На улице уже давно стемнело, но Никита не зажигал свет — в темноте ему лучше думалось. Он привык к ночному образу жизни, ведь для спецназовца ночь — родная мать. Хотя бандиты думают, что это не так, что ночью самое время им обделывать свои делишки, но подразделение Никиты как раз и специализировалось на таких ночных крысах.
Он мог часами лежать в полной неподвижности, дожидаясь нужного момента, и если что и функционировало в его организме, так это голова. Никита вспоминал мельчайшие подробности своей жизни на гражданке, мысленно решал школьные задачки и читал любимые стихи, а иногда просто мечтал. Мечты его были наполнены чудесами, и расскажи Никита о них кому-нибудь из офицеров, они смеялись бы до колик в животе, потому как его истории были сплошной сказкой — такого в жизни не бывает.
И все же одна из его фантазий свершилась — он стал богатым. Притом богатство свалилось на него как в сказке — нежданно-негаданно. Вот только успеет ли он попользоваться щедротами Колоскова…
Никита лежал на кухонном диванчике. Как поел, так и прилег на нем — не было сил тащиться в комнату. Кроме того, диван был удобен тем, что на нем можно было курить, не опасаясь нечаянной искры, которая может прожечь обивку, — старому ветерану бояться уже было нечего. Никита давно хотел отдать его в ремонт — выбросить надежного ветерана рука не поднималась, — да все никак не находил свободного времени заняться этим вопросом. А еще на кухне была хорошая вытяжка — оконный вентилятор, — и дым от сигарет не застаивался в помещении, чтобы потом превратиться из аромата (как он воспринимается курильщиками) в вонь.

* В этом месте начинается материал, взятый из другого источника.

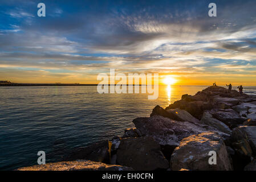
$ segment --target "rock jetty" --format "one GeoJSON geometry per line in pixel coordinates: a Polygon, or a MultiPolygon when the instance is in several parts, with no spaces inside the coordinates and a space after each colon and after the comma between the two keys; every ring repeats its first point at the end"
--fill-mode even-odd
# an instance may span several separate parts
{"type": "Polygon", "coordinates": [[[256,170],[255,96],[212,86],[132,122],[123,136],[78,148],[65,162],[17,170],[256,170]]]}

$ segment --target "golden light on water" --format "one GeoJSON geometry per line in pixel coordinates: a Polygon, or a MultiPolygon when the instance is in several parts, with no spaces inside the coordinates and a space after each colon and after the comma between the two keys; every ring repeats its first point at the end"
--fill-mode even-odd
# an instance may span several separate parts
{"type": "Polygon", "coordinates": [[[177,81],[177,80],[175,80],[174,78],[173,78],[170,76],[166,76],[163,80],[163,82],[165,85],[168,85],[174,84],[176,82],[176,81],[177,81]]]}
{"type": "Polygon", "coordinates": [[[172,94],[172,88],[170,85],[166,87],[167,99],[168,100],[168,104],[170,104],[170,95],[172,94]]]}

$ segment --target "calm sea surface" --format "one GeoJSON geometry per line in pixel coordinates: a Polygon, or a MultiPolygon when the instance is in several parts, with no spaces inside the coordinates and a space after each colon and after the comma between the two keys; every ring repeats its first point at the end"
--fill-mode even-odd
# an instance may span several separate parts
{"type": "MultiPolygon", "coordinates": [[[[75,147],[122,135],[156,105],[206,87],[160,86],[156,100],[148,94],[100,94],[96,86],[0,87],[0,170],[36,164],[40,150],[46,163],[61,160],[75,147]]],[[[256,87],[245,92],[255,94],[256,87]]]]}

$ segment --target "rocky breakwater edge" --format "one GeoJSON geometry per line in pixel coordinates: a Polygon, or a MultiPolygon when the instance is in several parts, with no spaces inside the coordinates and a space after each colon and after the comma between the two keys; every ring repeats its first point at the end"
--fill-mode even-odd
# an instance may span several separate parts
{"type": "Polygon", "coordinates": [[[254,96],[210,86],[132,122],[123,136],[76,148],[63,162],[17,170],[256,170],[254,96]]]}

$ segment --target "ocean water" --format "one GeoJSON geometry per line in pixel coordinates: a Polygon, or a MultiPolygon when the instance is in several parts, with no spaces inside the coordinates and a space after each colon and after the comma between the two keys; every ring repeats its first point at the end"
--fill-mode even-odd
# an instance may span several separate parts
{"type": "MultiPolygon", "coordinates": [[[[160,86],[155,100],[148,94],[100,94],[96,86],[0,87],[0,170],[37,164],[41,150],[46,163],[60,161],[74,148],[123,135],[156,105],[206,87],[160,86]]],[[[255,94],[256,87],[245,91],[255,94]]]]}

Неожиданно ему послышались какие-то подозрительные шорохи. Дверь на кухню он закрыл, чтобы сигаретный дым не расползался по комнатам, поэтому звуки были очень тихими, и человеку неискушенному могло показаться, что это возится наверху семейство Тимохи, но Никита уже составил своеобразную «классификацию» звуков, присущих дому, поэтому мигом определил — в его квартиру проникли чужие!
Казалось, он поднимался с дивана целую вечность — очень, очень медленно, чтобы не заскрипели пружины и не насторожились непрошеные гости. Нашарив на столе большой кухонный нож — почти тесак, — Никита в который раз мысленно посокрушался, что не привез с войны трофейный ствол, как делали многие сослуживцы, и осторожно приоткрыл кухонные двери.
В гостиной хозяйничал вор. Один. Он двигался легко и бесшумно, подсвечивая себе миниатюрным фонариком. Неяркий свет уличных фонарей, который вливался в комнату через открытую балконную дверь, освещал его согнутую темную фигуру, похожую на летучую мышь-нетопыря. Сходство усиливала и одежда вора — она была черной, похожей на комбинезон. Лица его Никита видеть не мог, так как оно было скрыто под маской.